Author + information
- Published online April 3, 2017.
- aUniversity of California Riverside School of Medicine/St. Bernardine Medical Center, San Bernardino, California
- bLoma Linda University School of Medicine, Loma Linda, California
- ↵∗Address for correspondence:
Dr. Ramdas G. Pai, University of California Riverside School of Medicine/St. Bernardine Medical Center, 2101 North Waterman Avenue, San Bernardino, California 92404.
Amyloidosis refers to a group of disorders characterized by deposition of autologous fibrillary proteins into the interstitium, leading to multiple-organ dysfunction (1). Depending upon the type, it can involve the skin, blood vessels, liver, kidney, nerves, heart, and other organs. The interstitial deposits increase the extravascular volume and may elicit a fibrotic response, parenchymal cell loss, and organ dysfunction. Amyloid deposits also have other nonfibrillary constituents, notable among which is serum amyloid P (SAP) component, as it lends itself to imaging and is a target for therapeutic intervention (2).

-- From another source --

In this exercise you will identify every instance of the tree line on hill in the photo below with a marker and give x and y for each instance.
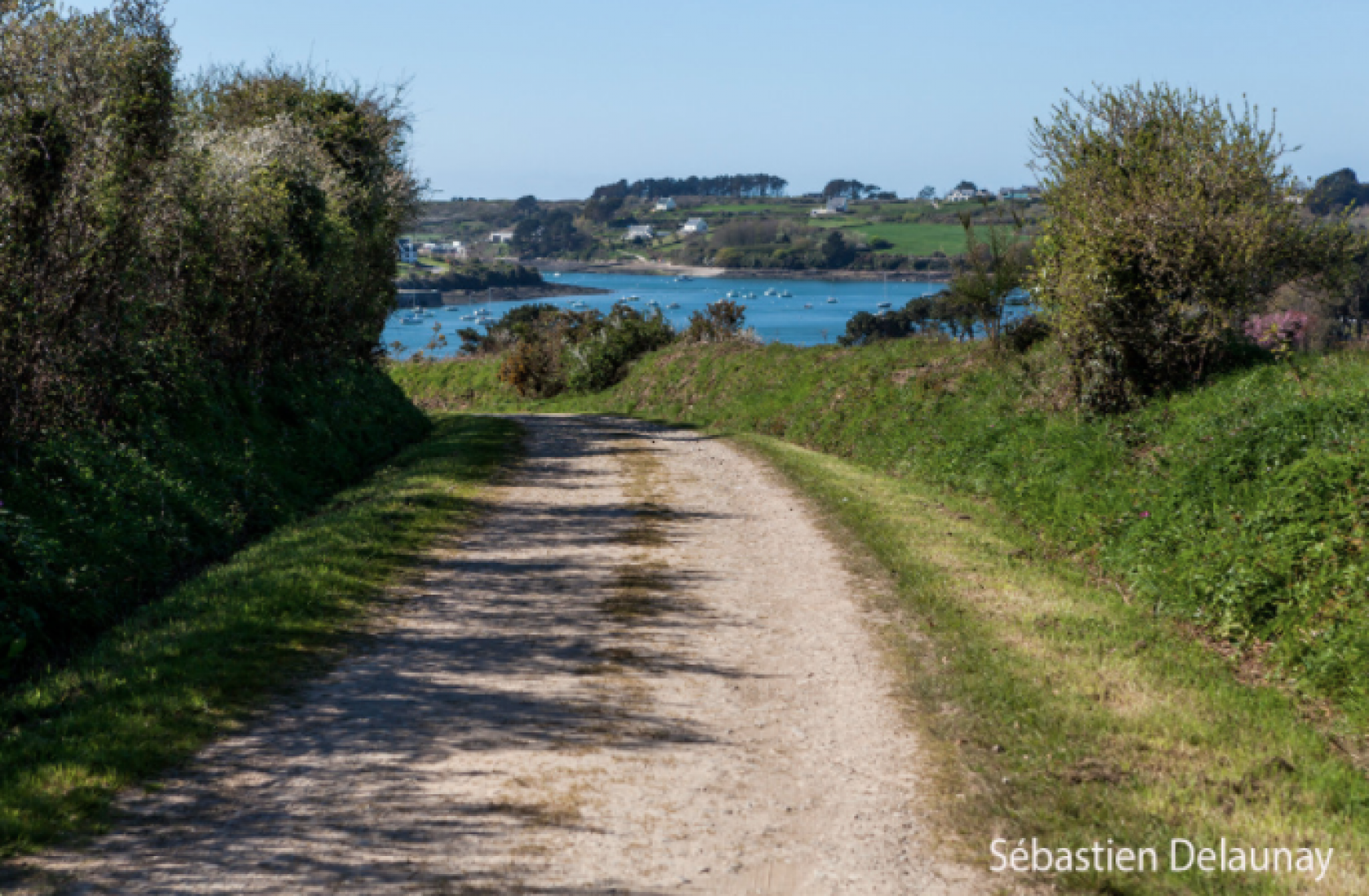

There are more than 30 different types of proteins associated with amyloid, and there are at least a dozen types of amyloidosis (2). The main types of systemic amyloidosis include: 1) AL amyloidosis due to monoclonal plasmacytoma in the bone marrow, resulting in excess production of monoclonal immunoglobulin light chains that are deposited in the interstitium along with SAP; 2) AA amyloidosis in response to chronic inflammation such as rheumatoid arthritis or tuberculosis with deposition of serum amyloid protein mostly in abdominal organs; 3) senile restrictive cardiomyopathy due to wild-type transthyretin deposits produced in the liver; 4) familial AF amyloid due to mutant transthyretin produced in the liver; and 5) AH amyloid, which occurs in dialysis patients because of B2-microglobulin deposits. AL amyloidosis is the most frequent type; it involves the heart in about 50% of cases and is amenable to chemotherapy in appropriately selected patients with positive outcomes. It is estimated that there are about 2,200 new cases of AL amyloid annually in the United States, but the incidence is likely underestimated because of lack of awareness, absence of sensitive detection tools, and vast underreporting (3). The prevalence of cardiac involvement is likely to be higher with better detection tools. Early detection may also enable a window of opportunity or a sweet spot when therapeutic ratio may be high, early enough in the disease process to maximize cure but not too late to be futile. In the late stage, the prognosis is poor, and therapy has little prospect of producing reversal of the disease process, thus exposing patients only to the risk of therapy. Cardiac involvement is usually diagnosed and staged on the basis of elevated serum levels of N-terminal pro-brain natriuretic peptide, cardiac troponin T, and free light-chain difference and increased left ventricular (LV) wall thickness of >12 mm in the absence of other causes (4). In addition, the presence of positive histological evidence of amyloid is required in tissues such as the rectum, abdominal fat pad, heart, and other areas (Mayo stage I: no elevation of N-terminal pro–brain natriuretic peptide or cardiac troponin T; stage II: elevation of N-terminal pro–brain natriuretic peptide or cardiac troponin T; stage III: elevation of both).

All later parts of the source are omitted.